Is R/Z isomorphic to R/2Z?

It actually is correct! Taking $S^1$ and identifying antipodes gives $S^1$ again. This explains why $\mathbb{R}P^1$ is homeomorphic to $S^1$, and what you have is the group-theoretic version of this.

You have to be careful about how you are realizing $\mathbb{Z}_2$ as a subgroup of the circle. The sensible thing is as the multiplicative group $\{\pm 1\}$, and the cosets are then antipodal pairs, which gives my first paragraph above.

This is not a problem at all.

Consider the surjective group morphism $f: S^1 \to S^1$ $$f(z)=z^2$$ The kernel is $\{ 1 ; -1\} \cong \Bbb Z_2$ and by the first isomorphism theorem $$S^1 \cong S^1 / \{ 1 ; -1\}$$ which is exactly what you found.
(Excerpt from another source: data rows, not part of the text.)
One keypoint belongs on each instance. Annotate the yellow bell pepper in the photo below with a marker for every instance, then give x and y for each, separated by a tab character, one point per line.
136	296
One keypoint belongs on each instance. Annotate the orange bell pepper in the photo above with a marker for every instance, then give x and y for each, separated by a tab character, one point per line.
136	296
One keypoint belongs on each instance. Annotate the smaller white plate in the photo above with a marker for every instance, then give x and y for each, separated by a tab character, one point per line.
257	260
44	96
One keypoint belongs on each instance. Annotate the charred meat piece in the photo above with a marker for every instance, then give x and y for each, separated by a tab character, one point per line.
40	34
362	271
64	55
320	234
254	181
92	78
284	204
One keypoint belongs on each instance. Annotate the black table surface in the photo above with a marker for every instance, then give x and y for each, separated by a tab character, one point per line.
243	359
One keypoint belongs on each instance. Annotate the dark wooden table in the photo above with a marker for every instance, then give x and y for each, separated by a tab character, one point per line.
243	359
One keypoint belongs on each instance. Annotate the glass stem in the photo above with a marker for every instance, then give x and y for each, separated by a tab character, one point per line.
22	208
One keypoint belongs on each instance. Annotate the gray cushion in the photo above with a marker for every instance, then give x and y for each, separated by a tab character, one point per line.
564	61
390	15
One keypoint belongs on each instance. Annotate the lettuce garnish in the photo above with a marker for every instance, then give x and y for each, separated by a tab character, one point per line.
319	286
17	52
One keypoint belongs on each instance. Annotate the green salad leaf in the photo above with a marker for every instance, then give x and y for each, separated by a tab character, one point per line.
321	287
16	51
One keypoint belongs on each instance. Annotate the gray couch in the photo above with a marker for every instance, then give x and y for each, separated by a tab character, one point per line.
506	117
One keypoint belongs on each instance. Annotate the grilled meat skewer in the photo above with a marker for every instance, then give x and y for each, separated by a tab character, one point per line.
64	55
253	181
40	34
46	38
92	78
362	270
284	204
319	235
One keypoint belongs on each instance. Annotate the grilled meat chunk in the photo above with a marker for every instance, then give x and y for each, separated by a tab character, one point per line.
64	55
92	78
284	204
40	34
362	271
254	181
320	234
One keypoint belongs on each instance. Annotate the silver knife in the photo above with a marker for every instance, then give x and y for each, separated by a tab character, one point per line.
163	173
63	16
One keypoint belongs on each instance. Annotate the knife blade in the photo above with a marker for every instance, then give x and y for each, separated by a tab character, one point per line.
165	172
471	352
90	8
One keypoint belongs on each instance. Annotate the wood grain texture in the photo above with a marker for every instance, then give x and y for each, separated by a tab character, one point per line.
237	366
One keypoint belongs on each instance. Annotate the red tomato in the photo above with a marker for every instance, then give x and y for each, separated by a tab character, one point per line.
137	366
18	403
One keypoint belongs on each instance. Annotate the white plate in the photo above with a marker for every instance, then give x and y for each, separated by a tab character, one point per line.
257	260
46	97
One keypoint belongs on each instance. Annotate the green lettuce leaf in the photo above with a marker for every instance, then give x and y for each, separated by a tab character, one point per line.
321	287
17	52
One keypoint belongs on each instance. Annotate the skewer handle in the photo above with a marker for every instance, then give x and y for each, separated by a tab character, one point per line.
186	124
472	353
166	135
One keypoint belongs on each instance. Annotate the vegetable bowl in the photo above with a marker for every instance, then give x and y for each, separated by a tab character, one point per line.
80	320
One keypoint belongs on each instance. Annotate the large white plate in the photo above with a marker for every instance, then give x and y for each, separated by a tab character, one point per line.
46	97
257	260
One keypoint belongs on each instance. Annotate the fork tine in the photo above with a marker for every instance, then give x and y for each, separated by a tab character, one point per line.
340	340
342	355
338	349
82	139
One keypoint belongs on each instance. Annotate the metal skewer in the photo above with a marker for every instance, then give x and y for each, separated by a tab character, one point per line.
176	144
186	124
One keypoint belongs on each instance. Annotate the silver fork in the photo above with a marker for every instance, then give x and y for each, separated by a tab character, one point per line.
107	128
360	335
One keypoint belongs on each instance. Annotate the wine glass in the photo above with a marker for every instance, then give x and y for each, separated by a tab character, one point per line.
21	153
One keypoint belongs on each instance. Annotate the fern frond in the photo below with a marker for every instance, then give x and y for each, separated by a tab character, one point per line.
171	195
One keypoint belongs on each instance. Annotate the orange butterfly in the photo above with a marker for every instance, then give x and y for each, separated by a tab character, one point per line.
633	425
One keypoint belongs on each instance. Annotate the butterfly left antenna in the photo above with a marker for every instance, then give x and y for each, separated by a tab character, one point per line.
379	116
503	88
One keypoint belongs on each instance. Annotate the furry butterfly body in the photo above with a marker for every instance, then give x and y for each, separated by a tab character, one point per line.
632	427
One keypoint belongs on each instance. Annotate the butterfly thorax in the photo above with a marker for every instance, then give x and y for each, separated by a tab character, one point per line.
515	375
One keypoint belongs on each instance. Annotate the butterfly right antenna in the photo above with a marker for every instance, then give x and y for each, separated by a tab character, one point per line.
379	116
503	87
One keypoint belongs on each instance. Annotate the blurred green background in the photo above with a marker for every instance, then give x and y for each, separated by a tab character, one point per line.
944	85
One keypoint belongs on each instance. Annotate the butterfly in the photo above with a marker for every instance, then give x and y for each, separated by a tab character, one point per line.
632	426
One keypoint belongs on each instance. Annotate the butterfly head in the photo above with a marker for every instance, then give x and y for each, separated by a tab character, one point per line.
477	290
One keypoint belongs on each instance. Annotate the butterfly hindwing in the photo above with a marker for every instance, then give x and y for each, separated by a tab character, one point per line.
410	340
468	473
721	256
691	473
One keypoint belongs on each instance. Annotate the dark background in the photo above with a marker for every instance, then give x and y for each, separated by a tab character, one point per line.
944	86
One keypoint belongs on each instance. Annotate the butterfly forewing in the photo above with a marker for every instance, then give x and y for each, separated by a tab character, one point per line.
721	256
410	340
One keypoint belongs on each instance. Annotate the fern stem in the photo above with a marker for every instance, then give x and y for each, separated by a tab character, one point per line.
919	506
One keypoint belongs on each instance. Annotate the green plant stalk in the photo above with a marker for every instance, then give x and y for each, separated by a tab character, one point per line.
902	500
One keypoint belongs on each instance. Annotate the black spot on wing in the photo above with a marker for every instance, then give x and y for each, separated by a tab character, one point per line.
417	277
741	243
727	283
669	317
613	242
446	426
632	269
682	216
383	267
Indeed, if you consider $S^1$ as the multiplicative group $\{ z\in\mathbb C : \lvert z\rvert = 1\}$, then $H=\{+1,-1\}$ is a subgroup isomorphic to $\mathbb Z/2\mathbb Z$ and you have an isomorphism \begin{align*} S^1/H &\longrightarrow S^1, \\ [z] &\longmapsto z^2, \end{align*} where $[z]=zH=\{z,-z\}$.